|I learned a new word this year, communited: a fracture in which bone is broken, splintered or crushed into a number of pieces. Observe my lovely clavicle.|
This is just one of the many reasons I haven’t blogged for a million years. Moving a few times has something to do with it too.
But this blog is my own personal record of the kids’ medications, doses, timelines, etc., and since we’ve changed Luke’s meds, I’ve got to get it on the record.
The impetus for me feeling like we should consider changing meds was his weight. He started wrestling this year, and I was surprised when he weighed in at more than most kids his age. In the last half year or so, he has gone from a pretty skinny kid to the 92 percentile on the weight scale for his age. Such a quick gain didn’t seem healthy. I don’t think there’s a significant difference in how much he has stared at screens. He’s always had as much video, computer, and television as I would possibly allow him, but I’m pretty strict. I could only think of two things that could be the cause: school lunch or Intuniv.
|Kinda skinny, right?|
I’m really not a fan of school lunch. I used to buy it for the kids only once or twice a week. But things have been so hectic, I’ve succumbed to the easiness of an online payment. And I’m still doing it, despite my concerns! Gotta get life under control here and make lunches…

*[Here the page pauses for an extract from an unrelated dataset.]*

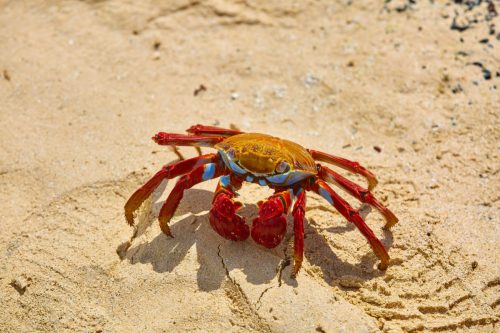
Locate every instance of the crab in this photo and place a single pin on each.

I knew that weight gain was a side effect of Intuniv, (not listed on the official Intuniv web site but on other sites), so I decided to talk to our pediatrician about it. I have also felt like Luke has become more and more lethargic and wondered if that was a side effect from Intuniv. It is an antihypertensive (lowers blood pressure) after all.
So our pediatrician suggested we try a stimulant again. I busted out my records and told him that even with the smallest doses of Vyvanse, Focalin, or Daytrana, Luke was completely buzzed and wouldn’t fall asleep. So we talked back and forth trying to decide on a new treatment that might work better. We decided on trying a teeny, tiny dose of Vyvanse in the morning and keeping the Intuniv but at a smaller dose and giving it to him at night before he goes to sleep. Intuniv is supposed to last for 24 hours, so the time you give the dose shouldn’t really matter, but my pediatrician explained that there is an arc to the release of the drug, building up in the system and tapering off. So he told me to just give it a try. You know, experiences with infertility, cancer, and ADHD have taught me that that’s what medicine comes down to anyway—give it a try. I’ve probably mentioned that before.
So Luke is now on 5, yes, 5 mg of Vyvanse a day. The smallest pill available is 20 mg, so I have to open a capsule and divide it into 4 parts. It ends up as barely a breath of white powder in the bottom of a cup. It seems almost ridiculous, but I have read that some people can metabolize medicine so quickly that they can only take small doses. Maybe that’s true for Luke.
We tapered the Intuniv down from 3 mg to 1.5 mg (half a pill) and have been giving it to Luke before he goes to sleep. We also give him a dose of melatonin. He does have a hard time falling asleep if he doesn’t have the Intuniv, so I don’t know that we can completely eliminate it.
I haven’t noticed a ton of difference in his behavior, though his school teacher thinks he is doing better. He has still had some meltdowns at school but fewer. That’s where we are for now.